L’attesa per il Festival di Sanremo 2026 ha ormai raggiunto il culmine e, come ogni anno, ci sono due eventi che attirano l’attenzione del pubblico: la serata dei duetti, che regala esibizioni particolari, e il toto-nomi sugli ospiti internazionali. Se la struttura della gara è definita, è l’imprevedibilità degli interventi esterni a dare quel sapore di evento irripetibile a ogni serata. Questa incertezza alimenta non solo i dibattiti sui social, ma anche le analisi degli esperti di tendenze: guardando le quote Sanremo sul sito di Sisal, è evidente come la curiosità si concentri in modo particolare sulla serata delle cover, con proiezioni che vedono favorite le performance di Serena Brancale insieme a Gregory Porter e quella di Ditonellapiaga con Tony Pitony. L’effetto sorpresa resta la vera cifra stilistica della direzione di Carlo Conti, capace di mescolare sapientemente rassicuranti certezze e colpi di scena dell’ultimo minuto.

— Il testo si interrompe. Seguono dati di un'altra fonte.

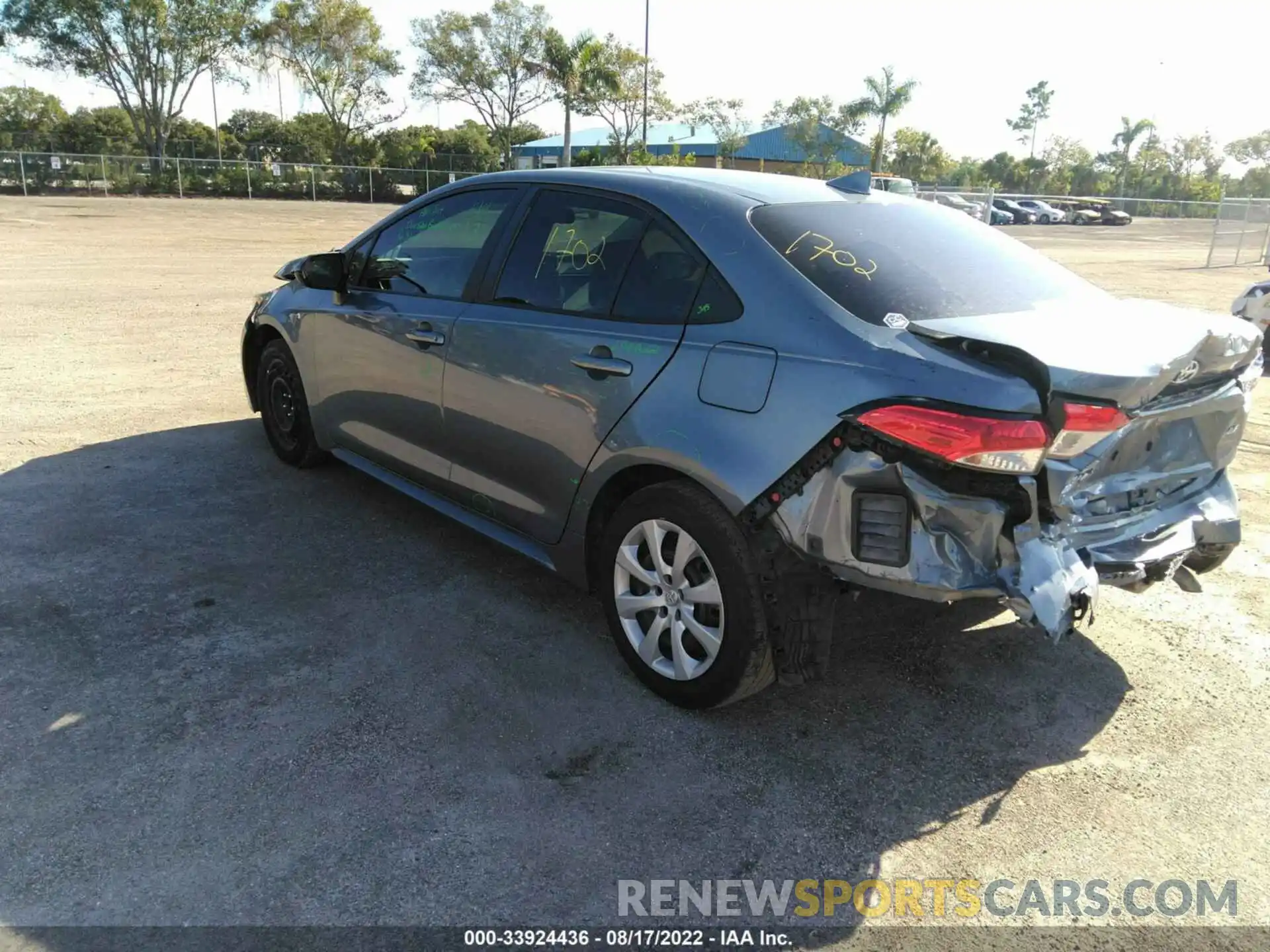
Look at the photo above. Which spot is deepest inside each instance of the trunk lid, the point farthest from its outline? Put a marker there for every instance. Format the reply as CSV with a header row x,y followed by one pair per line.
x,y
1171,370
1122,352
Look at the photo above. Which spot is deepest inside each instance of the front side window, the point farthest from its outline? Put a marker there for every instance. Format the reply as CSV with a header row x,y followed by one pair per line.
x,y
432,251
572,253
876,258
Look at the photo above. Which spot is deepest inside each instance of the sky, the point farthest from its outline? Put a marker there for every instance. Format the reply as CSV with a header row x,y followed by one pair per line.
x,y
1203,69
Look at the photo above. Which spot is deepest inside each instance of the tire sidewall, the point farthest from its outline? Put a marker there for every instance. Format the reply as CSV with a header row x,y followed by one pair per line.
x,y
745,625
276,358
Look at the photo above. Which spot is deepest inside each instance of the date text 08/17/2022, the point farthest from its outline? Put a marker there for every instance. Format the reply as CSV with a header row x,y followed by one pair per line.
x,y
625,938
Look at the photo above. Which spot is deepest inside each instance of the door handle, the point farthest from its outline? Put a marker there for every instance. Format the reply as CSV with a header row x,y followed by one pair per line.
x,y
426,337
601,366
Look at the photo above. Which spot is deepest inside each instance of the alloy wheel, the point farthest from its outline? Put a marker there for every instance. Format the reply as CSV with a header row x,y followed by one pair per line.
x,y
668,600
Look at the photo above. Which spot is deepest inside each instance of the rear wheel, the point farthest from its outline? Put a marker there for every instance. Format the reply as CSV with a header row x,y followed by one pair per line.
x,y
681,596
284,408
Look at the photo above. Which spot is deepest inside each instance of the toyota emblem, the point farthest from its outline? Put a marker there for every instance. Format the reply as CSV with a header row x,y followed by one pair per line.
x,y
1187,372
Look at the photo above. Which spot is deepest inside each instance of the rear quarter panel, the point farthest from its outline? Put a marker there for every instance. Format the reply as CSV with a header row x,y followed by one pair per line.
x,y
827,362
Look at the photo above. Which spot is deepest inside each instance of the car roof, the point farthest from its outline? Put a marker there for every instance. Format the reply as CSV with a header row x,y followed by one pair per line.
x,y
653,182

Grandi ritorni e icone internazionali
Tra i rumors più insistenti che circolano nei corridoi di Viale Mazzini, spicca il nome di Tiziano Ferro, che potrebbe tornare all’Ariston per celebrare i suoi recenti successi discografici. Accanto a lui, le indiscrezioni puntano forte su Eros Ramazzotti, che nel 2026 festeggia i 40 anni dal trionfo di “Adesso tu”. Sul fronte internazionale, sebbene il riserbo sia massimo, si parla di trattative per portare un’icona del pop mondiale, capace di attrarre l’attenzione della Generazione Z e consolidare il prestigio globale del Festival. Non mancherà inoltre il contributo di Max Pezzali, che animerà le serate dal palco galleggiante della nave Costa Toscana, garantendo una “quota nostalgia” che è ormai un pilastro del format.
Co-conduttori e incursioni cinematografiche
Un altro elemento di grande interesse è la rotazione dei co-conduttori che affiancheranno Carlo Conti e Laura Pausini. L’annuncio di Can Yaman per la serata inaugurale ha già generato un enorme hype, ma sono le serate centrali a nascondere le potenziali sorprese. Si vocifera della presenza di Lillo Petrolo per portare una ventata di comicità surreale, fondamentale per spezzare il ritmo della gara, e di incursioni di amici storici di Conti come Leonardo Pieraccioni e Giorgio Panariello. Anche il cinema avrà il suo spazio, con attori di rilievo internazionale come Michele Morrone che potrebbero calcare il palco per raccontare i nuovi successi del settore audiovisivo italiano all’estero.
La serata delle cover: il momento della verità
È però nella quarta serata che la competizione si fa più accesa. Sebbene i duetti siano stati annunciati, è l’esecuzione live a rappresentare l’incognita maggiore per la classifica di giornata. Accoppiate come quella di Maria Antonietta & Colombre con Brunori Sas o l’inedito trio composto da Fedez, Marco Masini e lo strumentista Stjepan Hauser promettono performance di altissimo livello che potrebbero ribaltare i favoriti della vigilia. La capacità di questi artisti di integrarsi con l’orchestra e con lo stile del Festival sarà il banco di prova definitivo. In un Sanremo che punta sull’usato sicuro ma non rinuncia a osare, la serata del venerdì resta la più audace, quella in cui la chimica tra i protagonisti può davvero fare la differenza tra una buona esibizione e un momento che resterà nella storia della kermesse.